11. Michael Reeves, Christ Our Life (Paternoster, UK), or, Rejoicing in Christ (IVP, US). I read everything by Reeves and this book proves again why. This book is loaded with Tweetable statements, pithy, wise, and mature thoughts that will offer you a lifetime of meditation, like this one: “Nothing is more holy than a heartfelt delight in Christ.” Just think on that for a while. The book was first released in the UK this year, and IVP plans to release it in the States in March under the new title Rejoicing in Christ. If Charles Spurgeon was right — “There is no joy in this world like union with Christ. The more we can feel it, the happier we are.” — then prepare yourself to delight. Pre-order it, read it, and feast on the glories of Christ.

12. Hannah Anderson, Made for More: An Invitation to Live in God’s Image (Moody). We complementarians can sometimes over-emphasize what makes men and women different at the expense of celebrating our commonalities as fellow heirs of the grace of God and fellow image bearers of him in this world. This book is a good correction. Hannah has proven herself to be a sharp thinker and a genuinely skilled prose stylist, and I hope to improve as a writer by watching how she does it. While this book may not quite go far enough at points, and it may go a little too far at others, for now let me simply say, Hannah has delivered a provocative book to help complementarians steer clear of a gulch on the right.

13. Thomas Kidd, George Whitefield: America’s Spiritual Founding Father (Yale).

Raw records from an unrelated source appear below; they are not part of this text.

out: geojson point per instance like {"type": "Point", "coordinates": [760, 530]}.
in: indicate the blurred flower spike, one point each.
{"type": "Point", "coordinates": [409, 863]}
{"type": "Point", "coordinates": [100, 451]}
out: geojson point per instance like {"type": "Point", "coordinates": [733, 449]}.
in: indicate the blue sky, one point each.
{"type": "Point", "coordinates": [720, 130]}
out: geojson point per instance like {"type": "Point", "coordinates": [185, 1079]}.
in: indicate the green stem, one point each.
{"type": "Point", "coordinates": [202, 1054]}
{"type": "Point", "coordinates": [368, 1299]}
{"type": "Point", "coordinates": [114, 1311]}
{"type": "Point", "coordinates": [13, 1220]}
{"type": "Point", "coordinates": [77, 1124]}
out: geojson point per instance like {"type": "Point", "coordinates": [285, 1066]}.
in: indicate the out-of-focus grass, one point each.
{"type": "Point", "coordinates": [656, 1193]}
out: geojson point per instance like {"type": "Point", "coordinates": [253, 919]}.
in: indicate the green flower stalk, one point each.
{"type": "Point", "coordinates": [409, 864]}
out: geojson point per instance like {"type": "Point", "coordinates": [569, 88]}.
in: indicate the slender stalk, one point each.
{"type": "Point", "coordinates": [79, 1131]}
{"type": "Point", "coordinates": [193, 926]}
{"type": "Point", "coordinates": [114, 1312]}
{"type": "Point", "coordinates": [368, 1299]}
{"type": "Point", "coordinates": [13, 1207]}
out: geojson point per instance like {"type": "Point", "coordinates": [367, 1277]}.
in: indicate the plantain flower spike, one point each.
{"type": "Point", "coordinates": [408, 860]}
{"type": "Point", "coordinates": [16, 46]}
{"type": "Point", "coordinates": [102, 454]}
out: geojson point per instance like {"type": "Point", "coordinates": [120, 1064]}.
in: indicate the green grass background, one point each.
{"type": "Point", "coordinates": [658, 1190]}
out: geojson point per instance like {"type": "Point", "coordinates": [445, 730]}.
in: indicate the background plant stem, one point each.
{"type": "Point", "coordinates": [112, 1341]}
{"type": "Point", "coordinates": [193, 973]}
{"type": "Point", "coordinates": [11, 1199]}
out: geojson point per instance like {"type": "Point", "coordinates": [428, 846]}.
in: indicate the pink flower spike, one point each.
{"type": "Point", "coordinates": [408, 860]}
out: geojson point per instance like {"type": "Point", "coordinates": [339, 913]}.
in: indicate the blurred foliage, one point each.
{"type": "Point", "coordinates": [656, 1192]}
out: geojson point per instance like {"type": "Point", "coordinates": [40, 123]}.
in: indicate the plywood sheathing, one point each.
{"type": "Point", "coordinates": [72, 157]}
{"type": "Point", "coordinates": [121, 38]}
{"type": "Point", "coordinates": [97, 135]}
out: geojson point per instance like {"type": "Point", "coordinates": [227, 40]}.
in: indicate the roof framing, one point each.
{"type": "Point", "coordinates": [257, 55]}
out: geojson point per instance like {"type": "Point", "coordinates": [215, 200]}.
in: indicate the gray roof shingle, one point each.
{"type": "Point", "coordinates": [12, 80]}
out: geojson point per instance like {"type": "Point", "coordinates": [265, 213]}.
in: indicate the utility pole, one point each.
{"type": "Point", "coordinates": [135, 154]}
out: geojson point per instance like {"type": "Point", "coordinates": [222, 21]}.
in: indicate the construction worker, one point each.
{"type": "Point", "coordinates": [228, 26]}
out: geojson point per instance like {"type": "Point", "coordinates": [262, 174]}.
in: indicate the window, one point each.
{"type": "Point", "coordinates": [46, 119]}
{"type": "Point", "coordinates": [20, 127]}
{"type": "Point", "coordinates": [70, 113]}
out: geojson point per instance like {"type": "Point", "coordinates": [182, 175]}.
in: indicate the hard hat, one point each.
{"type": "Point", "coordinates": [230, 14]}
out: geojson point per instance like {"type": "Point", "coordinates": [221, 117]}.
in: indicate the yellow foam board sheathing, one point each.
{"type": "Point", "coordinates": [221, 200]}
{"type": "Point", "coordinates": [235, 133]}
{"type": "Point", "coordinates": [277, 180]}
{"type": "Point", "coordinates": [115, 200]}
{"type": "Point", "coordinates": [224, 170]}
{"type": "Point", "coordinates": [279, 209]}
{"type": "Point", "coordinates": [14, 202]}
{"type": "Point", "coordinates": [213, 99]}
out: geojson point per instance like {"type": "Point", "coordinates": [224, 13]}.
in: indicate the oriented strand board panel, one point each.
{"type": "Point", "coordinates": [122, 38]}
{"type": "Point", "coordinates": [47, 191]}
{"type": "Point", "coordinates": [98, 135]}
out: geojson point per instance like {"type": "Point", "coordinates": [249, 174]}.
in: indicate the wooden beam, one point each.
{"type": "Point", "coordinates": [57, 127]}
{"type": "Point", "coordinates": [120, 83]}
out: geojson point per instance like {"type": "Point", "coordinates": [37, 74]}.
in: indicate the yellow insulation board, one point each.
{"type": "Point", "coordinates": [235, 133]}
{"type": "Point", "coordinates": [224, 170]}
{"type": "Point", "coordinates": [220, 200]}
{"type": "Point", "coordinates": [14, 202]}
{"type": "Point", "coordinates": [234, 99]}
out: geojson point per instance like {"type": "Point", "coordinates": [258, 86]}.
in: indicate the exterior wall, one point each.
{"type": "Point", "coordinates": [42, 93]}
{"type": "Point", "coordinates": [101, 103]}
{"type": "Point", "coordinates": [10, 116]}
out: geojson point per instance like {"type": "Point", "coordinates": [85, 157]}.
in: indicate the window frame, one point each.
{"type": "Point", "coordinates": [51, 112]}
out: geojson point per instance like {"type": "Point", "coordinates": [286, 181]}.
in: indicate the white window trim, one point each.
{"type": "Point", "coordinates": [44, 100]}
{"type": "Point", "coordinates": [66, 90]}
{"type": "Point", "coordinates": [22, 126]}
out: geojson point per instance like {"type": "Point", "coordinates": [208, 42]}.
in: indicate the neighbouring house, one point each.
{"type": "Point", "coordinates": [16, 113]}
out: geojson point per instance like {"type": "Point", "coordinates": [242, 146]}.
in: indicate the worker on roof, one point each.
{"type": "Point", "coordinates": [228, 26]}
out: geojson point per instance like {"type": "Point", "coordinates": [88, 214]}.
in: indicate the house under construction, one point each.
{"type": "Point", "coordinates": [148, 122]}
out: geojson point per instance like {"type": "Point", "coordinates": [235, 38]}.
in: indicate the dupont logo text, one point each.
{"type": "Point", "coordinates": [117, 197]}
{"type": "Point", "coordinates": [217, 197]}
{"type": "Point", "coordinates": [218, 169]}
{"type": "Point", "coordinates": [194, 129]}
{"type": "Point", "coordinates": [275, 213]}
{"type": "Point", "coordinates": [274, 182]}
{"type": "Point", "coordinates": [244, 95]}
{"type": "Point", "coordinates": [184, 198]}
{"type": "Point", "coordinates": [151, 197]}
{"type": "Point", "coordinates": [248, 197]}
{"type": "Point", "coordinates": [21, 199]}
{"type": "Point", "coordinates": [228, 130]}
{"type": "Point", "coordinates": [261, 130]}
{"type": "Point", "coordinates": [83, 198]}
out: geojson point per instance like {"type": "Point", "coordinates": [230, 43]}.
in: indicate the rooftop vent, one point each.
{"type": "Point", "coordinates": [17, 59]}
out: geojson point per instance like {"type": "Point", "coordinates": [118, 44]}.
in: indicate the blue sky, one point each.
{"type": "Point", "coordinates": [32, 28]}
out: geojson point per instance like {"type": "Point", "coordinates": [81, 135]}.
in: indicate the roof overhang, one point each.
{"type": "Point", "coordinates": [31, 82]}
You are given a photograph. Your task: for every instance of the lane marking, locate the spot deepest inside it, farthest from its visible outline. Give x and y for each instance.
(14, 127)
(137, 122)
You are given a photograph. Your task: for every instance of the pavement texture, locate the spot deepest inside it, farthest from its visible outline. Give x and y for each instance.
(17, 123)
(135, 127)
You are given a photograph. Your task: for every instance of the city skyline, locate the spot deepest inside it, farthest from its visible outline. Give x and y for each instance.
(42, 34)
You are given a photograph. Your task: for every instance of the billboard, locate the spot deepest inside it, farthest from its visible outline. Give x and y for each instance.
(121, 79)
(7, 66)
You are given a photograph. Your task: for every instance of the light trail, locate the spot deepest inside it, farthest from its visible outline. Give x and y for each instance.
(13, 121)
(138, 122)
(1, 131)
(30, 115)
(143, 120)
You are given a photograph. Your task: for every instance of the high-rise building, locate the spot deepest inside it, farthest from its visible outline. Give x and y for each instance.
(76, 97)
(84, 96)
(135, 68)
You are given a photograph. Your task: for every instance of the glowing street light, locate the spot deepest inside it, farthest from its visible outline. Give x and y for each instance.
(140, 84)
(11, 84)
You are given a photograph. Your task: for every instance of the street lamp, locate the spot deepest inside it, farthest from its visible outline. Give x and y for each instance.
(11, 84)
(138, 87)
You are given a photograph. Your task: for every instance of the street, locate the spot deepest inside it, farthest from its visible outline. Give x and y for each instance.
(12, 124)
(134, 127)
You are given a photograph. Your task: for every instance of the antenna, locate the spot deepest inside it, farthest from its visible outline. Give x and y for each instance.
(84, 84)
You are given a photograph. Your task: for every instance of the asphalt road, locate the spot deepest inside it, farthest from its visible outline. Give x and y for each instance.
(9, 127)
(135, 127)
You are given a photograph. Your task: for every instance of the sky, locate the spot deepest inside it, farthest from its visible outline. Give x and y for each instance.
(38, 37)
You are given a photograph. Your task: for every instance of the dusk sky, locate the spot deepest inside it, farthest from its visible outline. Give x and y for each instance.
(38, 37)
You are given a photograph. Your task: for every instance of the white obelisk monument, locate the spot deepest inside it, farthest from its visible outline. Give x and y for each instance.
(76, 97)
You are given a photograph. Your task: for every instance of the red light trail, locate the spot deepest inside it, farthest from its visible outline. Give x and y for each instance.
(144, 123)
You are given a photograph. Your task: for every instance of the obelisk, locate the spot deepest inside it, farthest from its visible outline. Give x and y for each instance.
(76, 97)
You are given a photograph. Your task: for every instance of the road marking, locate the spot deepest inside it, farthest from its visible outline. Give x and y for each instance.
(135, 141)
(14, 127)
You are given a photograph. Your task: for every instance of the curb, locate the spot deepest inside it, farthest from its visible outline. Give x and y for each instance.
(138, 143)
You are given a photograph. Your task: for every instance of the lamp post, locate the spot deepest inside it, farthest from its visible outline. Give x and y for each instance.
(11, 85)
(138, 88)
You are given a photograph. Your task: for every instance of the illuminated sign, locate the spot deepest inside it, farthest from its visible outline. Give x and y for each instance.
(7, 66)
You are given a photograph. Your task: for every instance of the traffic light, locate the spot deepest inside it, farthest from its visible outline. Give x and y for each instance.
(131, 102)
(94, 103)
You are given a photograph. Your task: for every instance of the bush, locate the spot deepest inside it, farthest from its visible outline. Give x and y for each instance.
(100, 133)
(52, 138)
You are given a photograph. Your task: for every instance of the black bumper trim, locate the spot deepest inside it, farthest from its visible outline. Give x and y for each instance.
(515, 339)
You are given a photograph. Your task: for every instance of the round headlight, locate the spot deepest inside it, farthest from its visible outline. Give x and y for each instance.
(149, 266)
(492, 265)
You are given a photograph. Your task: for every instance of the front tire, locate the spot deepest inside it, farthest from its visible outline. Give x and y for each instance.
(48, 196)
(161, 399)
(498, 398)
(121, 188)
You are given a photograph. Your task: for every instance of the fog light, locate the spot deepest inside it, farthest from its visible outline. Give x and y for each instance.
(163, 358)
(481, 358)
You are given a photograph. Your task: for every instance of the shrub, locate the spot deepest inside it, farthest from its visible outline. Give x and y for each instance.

What George Marsden did for Jonathan Edwards, Thomas Kidd has done for George Whitefield. The difference is that all the excitement of Whitefield’s ministry is packed into 263 pages! As Kidd sets out to prove: “George Whitefield was the key figure in the first generation of Anglo-American evangelical Christianity. Whitefield and legions of other evangelical pastors and laypeople helped establish a new interdenominational religious movement in the eighteenth century, one committed to the gospel of conversion, the new birth, the work of the Holy Spirit, and the preaching of revival across Europe and America. Until now, we have not had a scholarly biography of Whitefield that places him fully in the dynamic, fractious milieu of the early evangelical movement.” Kidd has set a new benchmark in Whitefield studies.

14. Daniel Montgomery and Timothy Paul Jones, PROOF: Finding Freedom through the Intoxicating Joy of Irresistible Grace (Zondervan). Sharp and witty, this overview of the heart of Calvinist soteriology is not only solid orthodoxy, it’s also a model for how to communicate ancient theology in a fresh style. If you’re looking for a new book to help you magnify God for his sovereign grace, or to help explain it to your friends, this is a gem worth considering.